Thus convertible debentures may be called as debentures which can be converted
by he debenture holder after a specific time.
(C) Fully Convertible Debentures -These are those debentures which can be
converted into equity or preference shares after a certain period at
predetermined rate of exchange. If a debenture converts his debentures into
share, he cease to be the creditor of the company and become a member as other
shareholder, amending the rights accordingly. Thus convertible debentures may
be called as debentures which can be converted by he debenture holder after a
specific time. At the time of issue of debenture the rate at which the exchange
takes place is decided . Till the time of conversion only the interest is paid
to the debenture holder and after that the rights exercised would same as
shareholder. In order to issue convertible debentures prior approval of the
shareholders is mandatory. The sanction of central government also required for
issuing convertible debentures.
(D) Optionally Convertible Debentures- It is a t the option of the debenture
holder to convert these debentures into share. The price for such conversion is
decided by the issuer and was consented upon by both parties at the time of
issue of debenture.
2. on the basis of security, Debentures are classified into following
categories:
(A) Secured Debentures –The instruments which are secured as there is a charge
on the fixed assets of the company. This is to secure the debenture holder as
and when the issuer makes a defaults in the payment of either the principal or
interest amount, the assets of the issuer can be sold of in order to do away
with the liability to the debenture holders by repayment. In Companies Act,
2013 there is a provision in Section 71(3) which says that a company has right
to issue secured debenture subjected to the conditions of the government of
India.
(B) Unsecured Debentures– These type of debentures are unsecured in the way
that if there is a default in payment of the principal amount or interest amount
the debenture holder will have be along with other unsecured lenders and hence
could not sell any property or anything for repayment hence they are also called
naked debentures.
3. on the basis of Redeemability, Debentures are classified into following
categories:
(A)Redeemable Debentures -The debentures which are issued with the option of
redemption on demand or after serving notice or at a fixed date or through a
system of periodical drawing. Usually debentures are of redeemable nature and
after redemption they can either be cancelled or can be reissued. The priorities
and rights of the person who is reissued the debentures shall be same as the
debentures were never redeemed.
(B)Perpetual or Irredeemable Debentures –an irredeemable debenture is a type
of debenture in which there is not fixed time for the issuer to repay the
amount. The debenture holder does not have right to demand for the payment of
principal amount until and unless the company does not default in making payment
of the interest regularly. If a company is going into liquidation it has to pay
for all the debenture whether redeemable or irredeemable.
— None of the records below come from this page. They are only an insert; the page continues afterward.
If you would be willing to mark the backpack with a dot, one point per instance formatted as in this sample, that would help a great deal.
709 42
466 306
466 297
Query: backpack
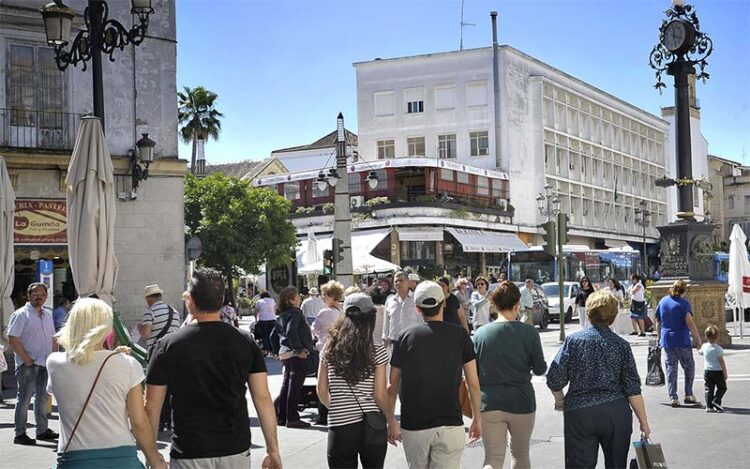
275 338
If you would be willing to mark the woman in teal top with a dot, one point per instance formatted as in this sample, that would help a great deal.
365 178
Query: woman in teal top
507 352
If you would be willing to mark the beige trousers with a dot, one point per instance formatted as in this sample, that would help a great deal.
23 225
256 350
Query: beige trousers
495 427
434 448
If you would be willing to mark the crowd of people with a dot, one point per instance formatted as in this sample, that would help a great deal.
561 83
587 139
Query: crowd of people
369 350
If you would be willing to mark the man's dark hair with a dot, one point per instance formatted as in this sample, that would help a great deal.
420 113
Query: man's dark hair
34 286
207 290
430 312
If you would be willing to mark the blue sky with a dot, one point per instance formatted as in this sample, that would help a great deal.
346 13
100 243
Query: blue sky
283 68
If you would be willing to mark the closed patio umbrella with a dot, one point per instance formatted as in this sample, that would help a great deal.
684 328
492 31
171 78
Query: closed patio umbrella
7 274
91 213
738 288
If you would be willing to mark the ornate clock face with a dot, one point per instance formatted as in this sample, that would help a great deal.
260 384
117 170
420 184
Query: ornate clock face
675 35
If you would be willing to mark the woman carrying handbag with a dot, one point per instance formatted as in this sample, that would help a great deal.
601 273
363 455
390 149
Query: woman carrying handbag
352 384
99 396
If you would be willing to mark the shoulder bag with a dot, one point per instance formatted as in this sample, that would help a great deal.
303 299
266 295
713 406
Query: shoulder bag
376 428
85 404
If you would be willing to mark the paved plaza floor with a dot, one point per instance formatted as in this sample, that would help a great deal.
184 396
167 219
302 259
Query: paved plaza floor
691 438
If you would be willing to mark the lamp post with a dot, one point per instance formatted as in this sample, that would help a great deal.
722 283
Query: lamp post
556 227
342 216
643 219
104 35
686 245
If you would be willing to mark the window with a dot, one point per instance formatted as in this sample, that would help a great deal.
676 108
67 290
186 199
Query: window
445 97
318 193
355 183
383 103
414 106
35 84
483 185
446 175
447 146
415 146
480 143
386 149
291 191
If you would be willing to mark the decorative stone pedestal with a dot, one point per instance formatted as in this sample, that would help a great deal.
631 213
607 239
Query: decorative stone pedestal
707 301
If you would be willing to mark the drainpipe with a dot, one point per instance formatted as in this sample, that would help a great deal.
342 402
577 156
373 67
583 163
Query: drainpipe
496 81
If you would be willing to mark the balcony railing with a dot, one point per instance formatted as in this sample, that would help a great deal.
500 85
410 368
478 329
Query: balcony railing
43 130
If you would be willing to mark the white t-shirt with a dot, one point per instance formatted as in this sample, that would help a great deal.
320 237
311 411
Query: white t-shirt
105 422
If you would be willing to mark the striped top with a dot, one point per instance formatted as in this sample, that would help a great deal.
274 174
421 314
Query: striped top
344 409
157 315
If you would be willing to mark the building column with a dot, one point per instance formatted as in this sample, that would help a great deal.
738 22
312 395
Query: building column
395 248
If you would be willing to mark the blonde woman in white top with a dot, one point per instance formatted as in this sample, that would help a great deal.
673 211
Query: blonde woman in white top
115 412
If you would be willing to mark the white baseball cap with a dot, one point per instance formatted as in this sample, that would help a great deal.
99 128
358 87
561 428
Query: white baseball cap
428 294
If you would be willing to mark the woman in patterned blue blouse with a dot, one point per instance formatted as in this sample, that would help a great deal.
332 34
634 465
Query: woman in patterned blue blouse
598 367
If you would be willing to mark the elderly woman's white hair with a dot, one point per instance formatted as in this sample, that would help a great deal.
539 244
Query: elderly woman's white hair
89 322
4.on the basis of Registration, Debentures are classified into following
categories:
(A) A Registered Debentures- The debentures which are made in the name of a
particular individual who is registered by the company as the debenture holder
on there register of debenture holders and also his name appears on the
debenture certificate. These debentures can be transferred in the similar way as
shares are transferred by due means of proper instrument which includes stamped
duly, executed and satisfying the demands under Section 56 of the Companies Act,
2013.
(B) Bearer Debentures- These shares on the other hand are negotiable
instrument are made out to bearer and so are transferrable by only delivery like
share warrants. The person to whom a beared debenture is transferred becomes a
"holder in due course" and he has a right to recover and receive the principal
amount along with interest on it.
Rules And Guidelines on Debentures
SEBI (ICDR) Regulations 2009[2]
Under the SEBI Regulation 2009, "specified securities" means equity shares and
convertible securities. The "convertible securities" is defined as a security
which is exchangeable with or converted in equity shares of the company after
date of maturity with or without the option of the debenture holder and it also
includes convertible preference share or convertible debt instrument. Thus the
conditions to be discussed below are specified for equity shares but are also
applicable to public issue of convertible debt instruments also. The issuer of
such convertible debt instruments shall comply with the following:
·To obtain rating from 1 or more rating agencies.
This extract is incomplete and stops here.